Kedua, Kalau saja kita merefleksikan dengan baik maka kita akan menemukan fakta historis yang menunjukkan
bahwa hasrat kelompok Islam radikal ini sesungguhnya pernah muncul dan diuji
coba di Indonesia tepatnya diawal-awal kemerdekaan dan sejak saat itu pula
tidak terterima di Indonesia. Hal tersebut bisa kita lihat dari bagaimana para
founding fathers (dalam hal ini PPKI) menghasilkan keputusan Rapat sbb :
22. Anak kalimat "Piagam Jakarta"
yang menjadi pembukaan Undang-Undang Dasar 1945,
diganti dengan, “Negara berdasar atas Ketuhanan Yang Maha Esa”.
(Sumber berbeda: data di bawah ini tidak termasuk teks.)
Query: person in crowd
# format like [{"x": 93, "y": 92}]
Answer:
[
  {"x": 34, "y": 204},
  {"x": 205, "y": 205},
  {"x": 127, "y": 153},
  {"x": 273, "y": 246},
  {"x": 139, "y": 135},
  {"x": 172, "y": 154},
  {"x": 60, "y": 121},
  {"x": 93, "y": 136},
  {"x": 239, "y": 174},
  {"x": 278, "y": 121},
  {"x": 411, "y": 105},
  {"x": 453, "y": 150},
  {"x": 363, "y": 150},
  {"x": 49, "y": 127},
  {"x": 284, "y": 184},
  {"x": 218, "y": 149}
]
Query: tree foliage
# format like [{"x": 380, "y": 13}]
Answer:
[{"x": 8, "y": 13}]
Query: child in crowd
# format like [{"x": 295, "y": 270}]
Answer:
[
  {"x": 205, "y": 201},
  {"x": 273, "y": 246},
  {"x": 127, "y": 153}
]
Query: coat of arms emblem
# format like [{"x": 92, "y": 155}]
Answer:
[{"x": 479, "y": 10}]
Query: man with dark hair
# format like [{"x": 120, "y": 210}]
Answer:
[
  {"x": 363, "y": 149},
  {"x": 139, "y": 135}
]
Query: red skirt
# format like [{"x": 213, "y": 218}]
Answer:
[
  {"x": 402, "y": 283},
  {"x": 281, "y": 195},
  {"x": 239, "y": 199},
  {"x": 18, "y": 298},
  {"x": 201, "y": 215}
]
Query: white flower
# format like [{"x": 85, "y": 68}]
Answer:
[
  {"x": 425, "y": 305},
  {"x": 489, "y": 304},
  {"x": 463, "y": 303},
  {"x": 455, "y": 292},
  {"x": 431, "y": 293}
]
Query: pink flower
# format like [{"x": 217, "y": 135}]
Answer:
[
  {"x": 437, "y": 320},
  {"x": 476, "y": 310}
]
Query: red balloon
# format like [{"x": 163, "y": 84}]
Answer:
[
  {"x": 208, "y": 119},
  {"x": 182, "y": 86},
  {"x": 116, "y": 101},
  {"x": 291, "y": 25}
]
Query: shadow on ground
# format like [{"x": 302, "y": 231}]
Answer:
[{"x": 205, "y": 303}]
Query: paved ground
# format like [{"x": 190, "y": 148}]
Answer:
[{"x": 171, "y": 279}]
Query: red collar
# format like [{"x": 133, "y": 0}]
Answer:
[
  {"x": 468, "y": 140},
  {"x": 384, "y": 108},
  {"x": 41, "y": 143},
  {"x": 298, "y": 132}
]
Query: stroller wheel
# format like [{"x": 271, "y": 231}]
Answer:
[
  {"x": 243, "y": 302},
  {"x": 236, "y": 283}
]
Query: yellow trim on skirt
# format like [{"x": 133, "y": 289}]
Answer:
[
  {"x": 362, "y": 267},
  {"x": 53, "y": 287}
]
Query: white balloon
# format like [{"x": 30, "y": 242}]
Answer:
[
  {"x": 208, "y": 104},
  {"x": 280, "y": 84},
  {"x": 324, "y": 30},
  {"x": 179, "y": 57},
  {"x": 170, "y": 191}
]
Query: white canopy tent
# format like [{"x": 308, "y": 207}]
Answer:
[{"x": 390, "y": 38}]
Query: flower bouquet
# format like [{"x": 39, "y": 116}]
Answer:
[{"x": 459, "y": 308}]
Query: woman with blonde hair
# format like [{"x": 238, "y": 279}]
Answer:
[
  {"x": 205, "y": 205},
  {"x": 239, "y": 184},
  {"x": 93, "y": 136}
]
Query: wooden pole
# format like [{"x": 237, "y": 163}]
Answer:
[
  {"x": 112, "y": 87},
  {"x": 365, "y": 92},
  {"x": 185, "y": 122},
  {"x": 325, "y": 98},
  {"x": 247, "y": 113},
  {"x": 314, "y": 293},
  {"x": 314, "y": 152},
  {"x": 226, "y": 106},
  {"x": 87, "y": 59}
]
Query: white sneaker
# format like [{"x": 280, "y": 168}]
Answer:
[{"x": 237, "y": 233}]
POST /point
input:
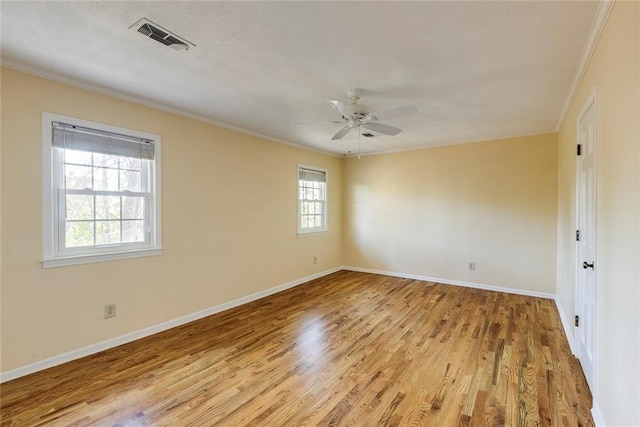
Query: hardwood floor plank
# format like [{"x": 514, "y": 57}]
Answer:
[{"x": 347, "y": 349}]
a3. Kalimat yang menyebutkan “Presiden ialah orang Indonesia asli
dan beragama Islam”, seperti tertulis dalam pasal 6 ayat 1, diganti dengan mencoret
kata-kata “dan beragama Islam”.
44. terkait perubahan poin Kedua, maka pasal 29 ayat 1 dari yang semula berbunyi: “Negara
berdasarkan atas Ketuhananan, dengan kewajiban menjalankan Syariat Islam bagi pemeluk-pemeluknya”
diganti menjadi berbunyi: “Negara berdasarkan atas Ketuhanan Yang Maha Esa”
sumber :
(
https://id.wikipedia.org/wiki/Badan_Penyelidik_Usaha_Persiapan_Kemerdekaan_Indonesia
)
nahh,
poin 1 dan 4 diatas menunjukkan bahwa penerapan syariat Islam secara aturan dan
atau sistem di Indonesia tidaklah perlu dan memang tidak cocok karna dalam konteks
keIndonesiaan Islam lebih penting untuk dipraktikkan dalam kehidupan
sehari-hari, dan menjadi kekuatan sosial itu sendiri “Ibarat masakan
Rendang, jangan cari kelapanya sebab kelapanya sudah melalui proses belah,
parut dst, hingga menjadi santan dan telah dicampur dengan bumbu yang lainnya,”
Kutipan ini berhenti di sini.